DEVASTATION PAVES WAY FOR NEW ‘GREEN BARBUDA’

 In Antigua and Barbuda

“We will be bringing to this honorable house, hopefully within a month or so, something called the Green Barbuda Act.”

So said Minister of Health and the Environment, Molwyn Joseph while speaking at a special sitting of Parliament following Hurricane Irma’s destruction in Barbuda.

The minister’s remarks come at a time when countries around the world are turning to green technology to secure the environment from negative impacts.

Relying on the availability of alternative sources of energy can help to reduce global warming as well as the greenhouse effect.

With this in mind, Minister Joseph said that Barbuda hopefully, will be the first island that is totally green.

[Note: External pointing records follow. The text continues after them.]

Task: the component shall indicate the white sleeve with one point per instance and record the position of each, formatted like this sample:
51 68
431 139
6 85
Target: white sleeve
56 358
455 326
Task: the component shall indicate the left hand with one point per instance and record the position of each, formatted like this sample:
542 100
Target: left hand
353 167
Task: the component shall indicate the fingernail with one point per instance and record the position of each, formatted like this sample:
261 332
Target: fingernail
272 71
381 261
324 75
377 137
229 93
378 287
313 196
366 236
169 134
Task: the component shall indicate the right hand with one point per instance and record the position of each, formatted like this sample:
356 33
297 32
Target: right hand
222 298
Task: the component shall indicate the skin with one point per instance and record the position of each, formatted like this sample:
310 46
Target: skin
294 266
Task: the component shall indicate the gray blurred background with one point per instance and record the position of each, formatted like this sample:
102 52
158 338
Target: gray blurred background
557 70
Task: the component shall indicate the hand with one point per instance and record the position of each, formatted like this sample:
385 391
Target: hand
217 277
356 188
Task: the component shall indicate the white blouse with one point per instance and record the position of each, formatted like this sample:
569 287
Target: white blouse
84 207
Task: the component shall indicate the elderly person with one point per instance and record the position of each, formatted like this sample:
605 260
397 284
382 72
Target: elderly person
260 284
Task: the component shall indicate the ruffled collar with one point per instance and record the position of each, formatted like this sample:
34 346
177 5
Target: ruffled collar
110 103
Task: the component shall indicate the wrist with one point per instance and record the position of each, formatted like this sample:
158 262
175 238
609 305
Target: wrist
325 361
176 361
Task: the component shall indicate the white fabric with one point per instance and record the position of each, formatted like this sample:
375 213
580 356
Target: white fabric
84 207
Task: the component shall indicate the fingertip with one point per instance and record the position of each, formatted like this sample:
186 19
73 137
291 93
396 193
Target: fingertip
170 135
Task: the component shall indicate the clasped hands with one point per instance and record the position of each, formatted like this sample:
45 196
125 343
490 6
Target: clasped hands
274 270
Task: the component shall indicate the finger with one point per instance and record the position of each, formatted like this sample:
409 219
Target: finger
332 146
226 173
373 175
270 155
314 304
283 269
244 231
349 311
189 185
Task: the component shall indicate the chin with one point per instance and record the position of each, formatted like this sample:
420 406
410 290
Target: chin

He further explains how green is green.

“And when we say green, it’s more than just solar and wind energy. We want to eliminate all transportation that uses fossil fuel on Barbuda.”

He continued, “There will be electric vehicles, wind energy, solar energy and even the food equipment and utensils that are used on Barbuda must be biodegradable.”

The elimination of plastics out of Barbuda is also on the cards.

Minister Joseph said Barbuda is destined to be the first green island by legislation and when they succeed in these initiatives Antigua will be next, although some of these initiatives have started here in some areas already.

Research has shown that global climate change has already had visible effects on the environment.

Glaciers have shrunk, ice on rivers and lakes is breaking up earlier, plant and animal ranges have shifted and trees are flowering sooner.

Effects that scientists had predicted in the past would result from global climate change are now occurring: loss of sea ice, accelerated sea level rise and longer, more intense heat waves.

The intensity, frequency and duration of North Atlantic hurricanes, as well as the frequency of the strongest (Category 4 and 5) hurricanes, have all increased since the early 1980s.

Hurricane-associated storm intensity and rainfall rates are projected to increase as the climate continues to warm.